Mr Lear: A Life of Art and Nonsense by Jenny Uglow Mark Amory
Mr Lear: A Life of Art and Nonsense By Jenny Uglow Faber £25.00 Oldie price £17.50 inc p&p
In 1886, when Ruskin was asked by an evening newspaper to list his favourite writers, he replied, ‘I really don’t know any author to whom I am half so grateful, for my idle self, as Edward Lear. I shall place him first of my hundred authors.’
The 74-year-old Lear, living in rather lonely retirement on the Italian Riviera, was thrilled at this endorsement from the leading art critic of the age, even as he savoured its slightly bitter irony. He had come to recognise, and accept, that his enduring legacy would be, not as the great artist he had hoped to become, but as a writer of ‘Nonsense’.
This disparity between Lear’s early artistic hopes and his later literary achievements was just one among many tensions that dotted his life – without ever obliterating his sense of fun, or his relish for the absurd.
Jenny Uglow elegantly and perceptively weaves the strands of Lear’s private and professional worlds together in this handsomely produced biography. She builds up a vivid sense of the man – genial and humorous, but prone to depression and anxiety; his sociability tempered by independence; his desire for recognition balanced by a distrust for all the forces of the Victorian conventionality – forces embodied by the disapproving ‘They’ of so many of this Limericks. (The term ‘Limerick’, though not coined until after Lear’s death, has always been allowed in the discussion of his work.)
Uglow, very sensibly, keeps the Nonsense, and the wonderful illustrations that accompanied it, always in sight, showing how the tales of restless travel, of innocent hope, of social ostracism, of unrequited passion and loneliness, of the sieve-voyaging Jumblies and the lovelorn Dong with his Luminous Nose, all sprang from the tensions of Lear’s life.
Behind much of Lear’s own sense of otherness lay the studiously concealed fact of his epilepsy. He suffered minor attacks from childhood onwards, but kept them secret. Able to recognise the onset of an episode, he would withdraw from whatever company he was in and suffer in private. His belief that the affliction was inheritable, convinced him that it would be unwise to marry, adding another check to his emotional life.
The twentieth of twenty-one children, he was brought up largely by an elder sister, and remained distant from his mother. In adulthood, he developed an unresolved, and unrequited, passion for Frank Lushington, a young, and rather dull, lawyer in the colonial service. He teetered also on the brink of proposing to a well-connected woman some twenty years his junior, but drew back at the last moment. He enjoyed a close and supportive friendship with Emily, wife of his literary hero, Alfred Lord Tennyson. And, at the end of his life, at San Remo, he found contented companionship with a tailless cat, Foss.
Through these emotional ups and downs, he charted his professional course – as an artist – with impressive energy and fluctuating success.

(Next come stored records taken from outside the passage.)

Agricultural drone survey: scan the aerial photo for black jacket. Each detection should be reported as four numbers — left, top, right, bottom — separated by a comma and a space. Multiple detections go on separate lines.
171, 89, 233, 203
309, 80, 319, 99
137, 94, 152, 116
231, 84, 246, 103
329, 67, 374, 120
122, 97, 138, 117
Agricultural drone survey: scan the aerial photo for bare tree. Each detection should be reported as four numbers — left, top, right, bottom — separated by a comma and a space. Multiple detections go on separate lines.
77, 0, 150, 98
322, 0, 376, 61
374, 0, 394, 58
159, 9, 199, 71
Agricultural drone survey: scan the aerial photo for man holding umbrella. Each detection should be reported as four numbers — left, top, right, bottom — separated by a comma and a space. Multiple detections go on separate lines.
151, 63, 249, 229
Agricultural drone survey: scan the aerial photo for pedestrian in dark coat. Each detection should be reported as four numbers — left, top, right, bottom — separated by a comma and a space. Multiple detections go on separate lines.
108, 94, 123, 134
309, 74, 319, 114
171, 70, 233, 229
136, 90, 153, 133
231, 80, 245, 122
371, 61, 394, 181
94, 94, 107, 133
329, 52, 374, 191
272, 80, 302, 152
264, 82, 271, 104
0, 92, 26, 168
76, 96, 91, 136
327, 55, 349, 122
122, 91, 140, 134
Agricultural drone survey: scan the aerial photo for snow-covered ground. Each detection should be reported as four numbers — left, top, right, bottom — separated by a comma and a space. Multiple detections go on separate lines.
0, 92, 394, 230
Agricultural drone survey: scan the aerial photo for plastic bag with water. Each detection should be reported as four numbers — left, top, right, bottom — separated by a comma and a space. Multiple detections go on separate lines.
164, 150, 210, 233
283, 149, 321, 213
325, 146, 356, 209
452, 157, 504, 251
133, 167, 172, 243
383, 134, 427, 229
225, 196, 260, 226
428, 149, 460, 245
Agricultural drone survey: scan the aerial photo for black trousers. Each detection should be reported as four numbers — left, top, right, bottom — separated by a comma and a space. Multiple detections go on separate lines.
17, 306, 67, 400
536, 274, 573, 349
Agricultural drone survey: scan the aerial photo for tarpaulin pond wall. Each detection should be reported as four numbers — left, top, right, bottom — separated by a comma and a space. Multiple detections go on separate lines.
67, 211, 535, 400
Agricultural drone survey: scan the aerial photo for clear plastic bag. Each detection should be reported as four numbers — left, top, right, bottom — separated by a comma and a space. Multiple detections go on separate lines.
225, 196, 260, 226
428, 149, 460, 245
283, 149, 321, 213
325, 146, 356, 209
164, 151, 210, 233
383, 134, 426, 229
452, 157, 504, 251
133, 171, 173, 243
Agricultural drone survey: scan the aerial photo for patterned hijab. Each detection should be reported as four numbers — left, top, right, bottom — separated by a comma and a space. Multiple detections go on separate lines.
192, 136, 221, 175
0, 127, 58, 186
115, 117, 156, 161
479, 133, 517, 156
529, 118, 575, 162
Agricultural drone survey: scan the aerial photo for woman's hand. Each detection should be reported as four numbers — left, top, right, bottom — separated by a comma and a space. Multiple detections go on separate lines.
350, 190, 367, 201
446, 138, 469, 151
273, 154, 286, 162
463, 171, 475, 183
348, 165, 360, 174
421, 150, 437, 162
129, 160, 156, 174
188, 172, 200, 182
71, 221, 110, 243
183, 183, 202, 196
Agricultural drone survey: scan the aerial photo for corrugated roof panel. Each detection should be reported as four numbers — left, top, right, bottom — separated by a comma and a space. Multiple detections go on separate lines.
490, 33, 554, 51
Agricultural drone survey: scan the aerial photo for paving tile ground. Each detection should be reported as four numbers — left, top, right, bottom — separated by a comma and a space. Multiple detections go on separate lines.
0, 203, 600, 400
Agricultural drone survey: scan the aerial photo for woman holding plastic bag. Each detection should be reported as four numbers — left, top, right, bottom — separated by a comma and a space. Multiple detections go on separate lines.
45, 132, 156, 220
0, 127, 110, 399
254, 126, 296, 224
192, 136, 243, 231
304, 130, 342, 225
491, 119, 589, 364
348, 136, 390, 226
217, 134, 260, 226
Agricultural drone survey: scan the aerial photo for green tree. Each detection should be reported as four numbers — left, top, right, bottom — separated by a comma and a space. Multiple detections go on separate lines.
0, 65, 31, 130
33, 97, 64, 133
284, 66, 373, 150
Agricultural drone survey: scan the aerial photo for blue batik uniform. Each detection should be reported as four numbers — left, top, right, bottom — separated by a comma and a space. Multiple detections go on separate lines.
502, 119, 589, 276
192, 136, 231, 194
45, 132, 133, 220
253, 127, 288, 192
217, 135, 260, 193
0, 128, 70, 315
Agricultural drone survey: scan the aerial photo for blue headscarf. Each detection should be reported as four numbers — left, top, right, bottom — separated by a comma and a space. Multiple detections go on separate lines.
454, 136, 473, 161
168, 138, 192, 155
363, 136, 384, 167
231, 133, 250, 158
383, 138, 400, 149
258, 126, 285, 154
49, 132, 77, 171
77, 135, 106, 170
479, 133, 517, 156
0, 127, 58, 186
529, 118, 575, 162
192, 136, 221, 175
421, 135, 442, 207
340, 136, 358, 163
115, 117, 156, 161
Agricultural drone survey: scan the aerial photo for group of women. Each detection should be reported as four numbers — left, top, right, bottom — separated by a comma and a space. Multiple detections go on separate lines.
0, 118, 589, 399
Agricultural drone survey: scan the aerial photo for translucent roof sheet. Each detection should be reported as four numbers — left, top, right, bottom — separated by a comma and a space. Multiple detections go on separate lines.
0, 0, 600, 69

Lear’s reputation as a painter, after a long eclipse, has been reviving steadily. A major retrospective at the Royal Academy in 1985 revealed his impressive versatility, his bold sense of rhythmic composition and his relish for limpid colour. This book sets the full range of his work in the context of its time, and – in the process – provides a fascinating insight into the workings of the midVictorian art world.
Amongst Lear’s earliest artistic projects were a beautiful volume – published for 175 subscribers – illustrating, in glorious detail, the different parrot species at London Zoo, and a commission from the Earl of Derby to record, with the same precision, his private menagerie at Knowsley. (It was there – with mirth abounding – that Lear composed his earliest nonsense verses, to amuse the earl’s children.)
Chest complaints, and a love of travel, then encouraged him to seek warmer climes. He enjoyed long sojourns in Rome, Southern Italy, Albania, Egypt, and Corfu. And the deft sketches and watercolours he made on these travels formed the basis for a series of vividly illustrated travel books.
He then developed an unexpected friendship with William Holman Hunt, from whom he sought to learn the rudiments of large-scale oil painting. As a result, he successfully exhibited topographical works at the Royal Academy and elsewhere in the early 1850s. But in 1862, his vast picture of cedars (originally sketched in Lebanon, but worked up from a fine stand of the trees in the garden of the Oatlands Park Hotel, Surrey) was ‘skied’ at the Great International Exhibition in South Kensington, and dismissed by the Times’ art critic. It was unsold for years. Lear joked that he would have to turn it into a coat or a floor covering. After that, he resorted to churning out small views, in series – ‘Tyrants’, he called them.
Any decline in Lear’s artistic reputation, however, was more than balanced by the growing
appreciation of his ‘Nonsense’ – published in a succession of ever more popular volumes. It was an exchange that he accepted with typical selfdeprecation: ‘How pleasant to know Mr Lear!/ Who has written such volumes of stuff!/ Some think him ill-tempered and queer,/ But a few think him pleasant enough.’
And, certainly, getting to know Mr Lear with Ms Uglow as a guide is very pleasant indeed.